El Rosco, la gran prueba final, la más difícil, la que lleva a quien concursa en Pasapalabra a dedicar horas y horas de estudio hasta convertirse en casi una profesión es lo que marca el paso del programa. El secreto de El Rosco no está en lo que se ve en pantalla cada tarde, sino precisamente en lo que no se ve.

Fue Miguel Aparicio, director de Pasapalabra, el que explicó a EL MUNDO que son «los guionistas preparan su propuesta para un set de Roscos equilibrado y ajustado de nivel». Después es el coordinador de guion de Pasapalabra el que «afina esta propuesta poniendo atención en la equidad, en la variedad de temas y en la dificultad». Por último, la lingüista del programa da «el repaso final, volviendo a confirmar la consistencia de las preguntas y el estilo de las definiciones». Y, por último, el mayor de sus secretos: «En el equipo de dirección intentamos jugarlo por si se nos ocurriera algún sinónimo que pudiera ocasionar conflicto».

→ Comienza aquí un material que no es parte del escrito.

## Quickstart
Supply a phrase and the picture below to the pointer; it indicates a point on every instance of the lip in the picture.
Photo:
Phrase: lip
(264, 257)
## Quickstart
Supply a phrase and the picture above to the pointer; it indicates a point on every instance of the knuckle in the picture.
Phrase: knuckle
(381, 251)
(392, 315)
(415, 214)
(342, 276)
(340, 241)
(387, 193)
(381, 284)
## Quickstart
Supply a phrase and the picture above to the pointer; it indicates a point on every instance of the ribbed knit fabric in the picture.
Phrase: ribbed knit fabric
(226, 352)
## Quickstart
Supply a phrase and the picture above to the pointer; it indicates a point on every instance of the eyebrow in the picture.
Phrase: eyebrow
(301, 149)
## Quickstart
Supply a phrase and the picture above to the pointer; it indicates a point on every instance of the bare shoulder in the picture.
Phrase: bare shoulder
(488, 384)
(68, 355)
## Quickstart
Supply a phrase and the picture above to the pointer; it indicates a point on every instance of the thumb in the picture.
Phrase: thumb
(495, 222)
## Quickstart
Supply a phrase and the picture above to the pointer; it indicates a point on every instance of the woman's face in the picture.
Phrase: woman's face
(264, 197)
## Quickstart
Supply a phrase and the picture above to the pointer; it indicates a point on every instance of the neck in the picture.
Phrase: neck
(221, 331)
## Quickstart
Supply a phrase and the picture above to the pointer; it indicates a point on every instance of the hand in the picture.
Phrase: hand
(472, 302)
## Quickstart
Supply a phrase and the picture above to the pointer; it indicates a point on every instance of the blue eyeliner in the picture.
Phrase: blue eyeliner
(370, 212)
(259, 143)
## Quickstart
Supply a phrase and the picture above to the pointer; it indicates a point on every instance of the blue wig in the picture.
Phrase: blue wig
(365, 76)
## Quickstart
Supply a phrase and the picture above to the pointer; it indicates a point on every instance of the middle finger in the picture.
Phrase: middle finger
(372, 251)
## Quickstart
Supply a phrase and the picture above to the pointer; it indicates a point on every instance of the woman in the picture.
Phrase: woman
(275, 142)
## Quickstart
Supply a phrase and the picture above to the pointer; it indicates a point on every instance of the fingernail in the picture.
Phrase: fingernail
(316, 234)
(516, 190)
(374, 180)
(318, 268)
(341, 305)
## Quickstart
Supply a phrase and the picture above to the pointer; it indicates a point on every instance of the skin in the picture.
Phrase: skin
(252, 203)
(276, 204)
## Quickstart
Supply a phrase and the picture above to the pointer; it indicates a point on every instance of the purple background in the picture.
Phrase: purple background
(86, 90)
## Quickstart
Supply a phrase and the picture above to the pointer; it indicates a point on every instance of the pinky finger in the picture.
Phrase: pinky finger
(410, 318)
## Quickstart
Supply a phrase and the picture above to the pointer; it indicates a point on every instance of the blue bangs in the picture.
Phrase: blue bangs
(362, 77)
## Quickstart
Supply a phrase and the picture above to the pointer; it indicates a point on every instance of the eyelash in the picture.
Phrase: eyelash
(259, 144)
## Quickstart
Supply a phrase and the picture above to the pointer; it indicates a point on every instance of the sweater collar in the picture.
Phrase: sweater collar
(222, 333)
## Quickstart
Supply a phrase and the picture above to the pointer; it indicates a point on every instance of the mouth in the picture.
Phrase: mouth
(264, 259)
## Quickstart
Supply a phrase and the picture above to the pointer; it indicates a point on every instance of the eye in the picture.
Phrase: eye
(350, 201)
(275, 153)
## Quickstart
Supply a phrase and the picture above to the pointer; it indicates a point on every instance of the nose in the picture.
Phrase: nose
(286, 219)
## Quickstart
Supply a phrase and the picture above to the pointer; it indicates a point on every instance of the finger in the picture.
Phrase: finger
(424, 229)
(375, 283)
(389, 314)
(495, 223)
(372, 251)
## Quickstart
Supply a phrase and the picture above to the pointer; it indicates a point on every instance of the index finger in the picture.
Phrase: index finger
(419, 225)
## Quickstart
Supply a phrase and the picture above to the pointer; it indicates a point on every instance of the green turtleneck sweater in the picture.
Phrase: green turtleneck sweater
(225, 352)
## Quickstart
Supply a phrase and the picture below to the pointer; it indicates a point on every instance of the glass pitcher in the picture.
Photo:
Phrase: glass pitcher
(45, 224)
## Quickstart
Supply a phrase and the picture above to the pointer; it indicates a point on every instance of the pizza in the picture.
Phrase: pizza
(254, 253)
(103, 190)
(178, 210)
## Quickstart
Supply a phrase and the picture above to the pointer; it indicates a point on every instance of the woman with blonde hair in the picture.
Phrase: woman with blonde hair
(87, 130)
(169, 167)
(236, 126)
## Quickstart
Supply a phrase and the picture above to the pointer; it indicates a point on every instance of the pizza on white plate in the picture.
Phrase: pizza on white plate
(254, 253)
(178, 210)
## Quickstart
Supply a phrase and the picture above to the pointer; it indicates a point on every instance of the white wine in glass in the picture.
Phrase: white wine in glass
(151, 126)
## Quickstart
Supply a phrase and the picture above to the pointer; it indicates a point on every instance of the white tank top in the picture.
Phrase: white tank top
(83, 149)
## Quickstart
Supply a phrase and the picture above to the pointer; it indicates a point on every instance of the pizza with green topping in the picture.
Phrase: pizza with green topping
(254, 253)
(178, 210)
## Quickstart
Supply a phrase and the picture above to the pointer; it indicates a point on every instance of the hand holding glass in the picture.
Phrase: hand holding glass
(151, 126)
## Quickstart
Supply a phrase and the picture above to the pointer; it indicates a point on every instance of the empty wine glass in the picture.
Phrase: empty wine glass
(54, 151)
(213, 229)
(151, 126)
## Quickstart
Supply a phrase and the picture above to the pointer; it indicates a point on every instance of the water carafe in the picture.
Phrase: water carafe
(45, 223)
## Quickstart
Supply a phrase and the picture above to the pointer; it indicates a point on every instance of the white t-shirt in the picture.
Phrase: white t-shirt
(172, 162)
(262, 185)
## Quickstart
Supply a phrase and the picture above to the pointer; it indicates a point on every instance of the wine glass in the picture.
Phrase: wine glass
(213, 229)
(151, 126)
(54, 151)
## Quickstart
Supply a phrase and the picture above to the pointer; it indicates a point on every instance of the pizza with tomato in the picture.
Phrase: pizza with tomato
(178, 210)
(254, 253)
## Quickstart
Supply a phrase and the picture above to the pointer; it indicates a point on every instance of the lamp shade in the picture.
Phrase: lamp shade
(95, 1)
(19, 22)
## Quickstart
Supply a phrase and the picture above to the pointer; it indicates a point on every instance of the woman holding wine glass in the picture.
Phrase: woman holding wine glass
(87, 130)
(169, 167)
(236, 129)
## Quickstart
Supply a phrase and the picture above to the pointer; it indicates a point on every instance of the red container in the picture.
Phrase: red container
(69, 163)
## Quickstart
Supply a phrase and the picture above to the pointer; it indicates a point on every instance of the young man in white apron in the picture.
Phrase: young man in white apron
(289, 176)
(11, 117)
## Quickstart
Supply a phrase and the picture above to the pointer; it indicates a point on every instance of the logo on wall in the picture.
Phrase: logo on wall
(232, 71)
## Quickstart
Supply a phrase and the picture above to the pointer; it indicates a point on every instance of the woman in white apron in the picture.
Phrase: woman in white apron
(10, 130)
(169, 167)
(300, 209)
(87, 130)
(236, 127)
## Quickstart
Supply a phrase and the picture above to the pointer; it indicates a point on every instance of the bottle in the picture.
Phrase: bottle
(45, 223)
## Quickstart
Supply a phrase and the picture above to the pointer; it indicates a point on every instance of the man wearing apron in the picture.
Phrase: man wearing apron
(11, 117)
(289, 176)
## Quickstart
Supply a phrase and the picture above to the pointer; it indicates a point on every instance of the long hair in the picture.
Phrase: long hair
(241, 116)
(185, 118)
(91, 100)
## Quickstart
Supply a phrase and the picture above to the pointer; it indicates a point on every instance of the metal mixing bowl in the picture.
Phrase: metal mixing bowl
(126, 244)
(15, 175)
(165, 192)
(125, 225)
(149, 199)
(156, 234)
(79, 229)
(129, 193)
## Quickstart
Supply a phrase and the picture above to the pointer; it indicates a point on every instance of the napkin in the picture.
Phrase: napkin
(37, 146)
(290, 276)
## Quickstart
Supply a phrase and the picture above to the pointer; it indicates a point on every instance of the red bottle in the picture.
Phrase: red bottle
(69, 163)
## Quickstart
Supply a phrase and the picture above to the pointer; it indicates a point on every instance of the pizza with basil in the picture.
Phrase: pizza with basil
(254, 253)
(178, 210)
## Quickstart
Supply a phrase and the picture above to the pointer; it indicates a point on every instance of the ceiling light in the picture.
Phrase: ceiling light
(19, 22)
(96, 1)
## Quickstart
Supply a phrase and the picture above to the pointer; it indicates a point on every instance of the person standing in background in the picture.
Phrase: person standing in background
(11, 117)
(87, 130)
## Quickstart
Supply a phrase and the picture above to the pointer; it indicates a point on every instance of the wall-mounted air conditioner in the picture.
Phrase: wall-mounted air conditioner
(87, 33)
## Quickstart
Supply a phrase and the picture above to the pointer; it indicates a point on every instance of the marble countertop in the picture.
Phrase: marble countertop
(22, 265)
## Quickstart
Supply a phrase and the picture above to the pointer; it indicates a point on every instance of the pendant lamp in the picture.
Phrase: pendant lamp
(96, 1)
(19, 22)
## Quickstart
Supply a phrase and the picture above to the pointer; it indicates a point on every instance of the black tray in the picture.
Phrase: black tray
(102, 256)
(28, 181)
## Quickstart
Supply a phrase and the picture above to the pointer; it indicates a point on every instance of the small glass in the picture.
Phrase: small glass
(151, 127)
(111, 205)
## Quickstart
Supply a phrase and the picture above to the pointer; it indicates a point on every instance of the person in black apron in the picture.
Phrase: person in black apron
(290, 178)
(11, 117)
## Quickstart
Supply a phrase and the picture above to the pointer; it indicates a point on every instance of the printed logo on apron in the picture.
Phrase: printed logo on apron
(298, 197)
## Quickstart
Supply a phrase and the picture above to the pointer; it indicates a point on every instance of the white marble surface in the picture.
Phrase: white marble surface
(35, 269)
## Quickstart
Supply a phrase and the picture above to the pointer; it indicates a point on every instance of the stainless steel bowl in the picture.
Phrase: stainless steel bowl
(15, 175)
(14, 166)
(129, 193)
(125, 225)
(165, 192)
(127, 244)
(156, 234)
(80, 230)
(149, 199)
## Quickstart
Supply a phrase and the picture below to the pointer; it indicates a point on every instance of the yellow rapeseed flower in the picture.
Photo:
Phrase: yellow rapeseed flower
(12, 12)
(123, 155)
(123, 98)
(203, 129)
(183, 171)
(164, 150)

Rosa Rodríguez se incorporó a Pasapalabra el 19 de noviembre de 2024. Cuatro años llevaba preparándose para el concurso, pero no se lanzó a apuntarse hasta que su madre la empujó. «Mi madre fue la que me animó», contó la ganadora. «Durante la pandemia, yo estuve viviendo con ellos y por las tardes nos sentábamos a ver concursos. A mi madre le encantan los concursos en general y, de hecho, siempre ha soñado con participar en alguno e hizo varios castings, pero, por una razón o por otra, nunca ha llegado a estar en ninguno. Un 10 de diciembre de 2020 decidí que quizás podía prepararme para concursar, y empecé a indagar lo que había detrás. Ni de lejos imaginaba, desde luego, todo lo que aquella decisión conllevaría».

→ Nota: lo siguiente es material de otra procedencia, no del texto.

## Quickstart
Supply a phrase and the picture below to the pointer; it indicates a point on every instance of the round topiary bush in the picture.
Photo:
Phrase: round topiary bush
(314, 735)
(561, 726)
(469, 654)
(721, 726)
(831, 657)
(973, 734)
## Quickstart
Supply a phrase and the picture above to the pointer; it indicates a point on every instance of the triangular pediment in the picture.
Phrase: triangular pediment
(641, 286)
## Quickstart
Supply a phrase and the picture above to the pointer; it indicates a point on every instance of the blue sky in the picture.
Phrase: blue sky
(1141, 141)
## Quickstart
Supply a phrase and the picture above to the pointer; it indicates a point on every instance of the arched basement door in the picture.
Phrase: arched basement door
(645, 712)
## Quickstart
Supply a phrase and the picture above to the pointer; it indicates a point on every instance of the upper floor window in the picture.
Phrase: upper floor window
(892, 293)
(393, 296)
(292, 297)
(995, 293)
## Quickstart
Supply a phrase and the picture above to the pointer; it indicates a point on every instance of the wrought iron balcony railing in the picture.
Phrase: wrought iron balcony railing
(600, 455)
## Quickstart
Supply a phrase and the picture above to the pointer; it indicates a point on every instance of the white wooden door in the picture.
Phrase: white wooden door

Rosa siempre veía la tele con su madre y siempre era ésta la que le insistía en que se presentara. «Me animaba específicamente para Pasapalabra porque, cuando yo era pequeña y lo veía, que entonces lo presentaba Silvia Jato, siempre decía que cuando fuera mayor iría. Después de repetírmelo muchas veces, me convenció«.

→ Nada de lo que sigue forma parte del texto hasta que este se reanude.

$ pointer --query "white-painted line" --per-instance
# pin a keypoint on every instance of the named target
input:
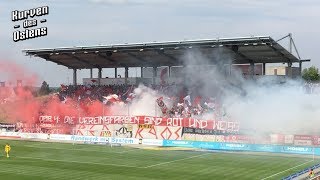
(287, 170)
(68, 149)
(167, 162)
(135, 149)
(80, 162)
(316, 177)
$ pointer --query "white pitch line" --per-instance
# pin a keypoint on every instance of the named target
(68, 149)
(315, 177)
(135, 149)
(287, 170)
(175, 160)
(80, 162)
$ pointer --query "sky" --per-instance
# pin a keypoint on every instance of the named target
(105, 22)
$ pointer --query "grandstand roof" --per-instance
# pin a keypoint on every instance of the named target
(261, 49)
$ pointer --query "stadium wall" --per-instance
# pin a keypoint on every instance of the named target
(305, 150)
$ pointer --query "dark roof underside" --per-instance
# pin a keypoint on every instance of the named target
(239, 50)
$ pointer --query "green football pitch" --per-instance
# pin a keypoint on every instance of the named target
(40, 160)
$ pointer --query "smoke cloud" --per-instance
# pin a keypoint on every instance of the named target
(262, 105)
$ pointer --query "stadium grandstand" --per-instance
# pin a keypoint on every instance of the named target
(192, 116)
(248, 50)
(162, 65)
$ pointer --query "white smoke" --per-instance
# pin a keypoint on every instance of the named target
(266, 105)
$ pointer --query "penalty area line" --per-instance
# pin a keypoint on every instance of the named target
(168, 162)
(287, 170)
(80, 162)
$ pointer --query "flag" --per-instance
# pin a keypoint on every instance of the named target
(130, 97)
(188, 99)
(197, 100)
(63, 87)
(111, 98)
(162, 75)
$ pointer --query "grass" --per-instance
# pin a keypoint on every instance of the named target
(40, 160)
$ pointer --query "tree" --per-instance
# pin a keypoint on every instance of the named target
(311, 74)
(44, 89)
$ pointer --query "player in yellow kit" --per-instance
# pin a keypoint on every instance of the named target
(7, 149)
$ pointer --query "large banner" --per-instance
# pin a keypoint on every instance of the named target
(221, 125)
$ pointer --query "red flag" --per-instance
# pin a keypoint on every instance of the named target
(63, 87)
(197, 100)
(162, 75)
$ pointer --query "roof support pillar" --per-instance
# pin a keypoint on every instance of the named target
(74, 77)
(251, 70)
(289, 71)
(300, 68)
(154, 75)
(99, 76)
(126, 74)
(141, 72)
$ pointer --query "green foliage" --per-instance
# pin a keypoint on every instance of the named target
(311, 74)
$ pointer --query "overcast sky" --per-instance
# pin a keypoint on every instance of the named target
(93, 22)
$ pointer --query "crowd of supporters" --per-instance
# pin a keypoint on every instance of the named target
(181, 103)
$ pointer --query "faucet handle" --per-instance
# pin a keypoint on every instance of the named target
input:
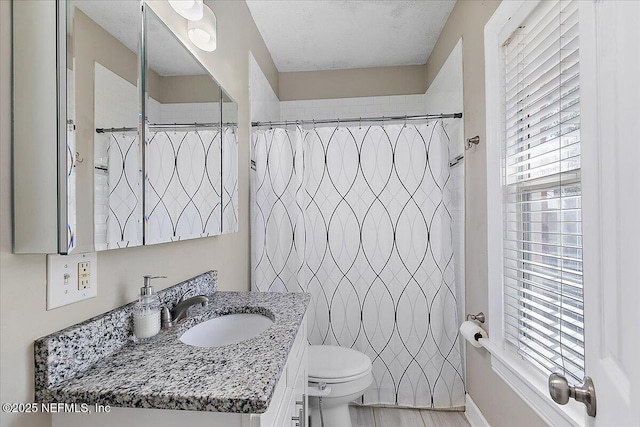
(184, 296)
(165, 317)
(147, 279)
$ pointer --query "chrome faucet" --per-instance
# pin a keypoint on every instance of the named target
(179, 312)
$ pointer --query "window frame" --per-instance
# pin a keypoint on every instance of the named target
(526, 380)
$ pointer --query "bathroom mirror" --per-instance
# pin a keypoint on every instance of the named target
(229, 163)
(183, 141)
(117, 183)
(102, 112)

Fue ella la que también contó cómo se preparó para el concurso más exigente de la televisión: «Había días y temporadas de estar 12 horas pegada al ordenador o al teléfono. Yo hacía muchas caminatas. Caminaba casi 20 kilómetros al día, cuatro o cinco horas caminando y eso era una parte del estudio, y luego en el ordenador. Luego, al final, sí que eran menos, porque no aguantas tanto el ritmo. A lo mejor estaba pues tres o cuatro horas dependiendo del día y luego por el medio, pues días de ocho y 10 horas porque bueno, la vida también pasa por el medio».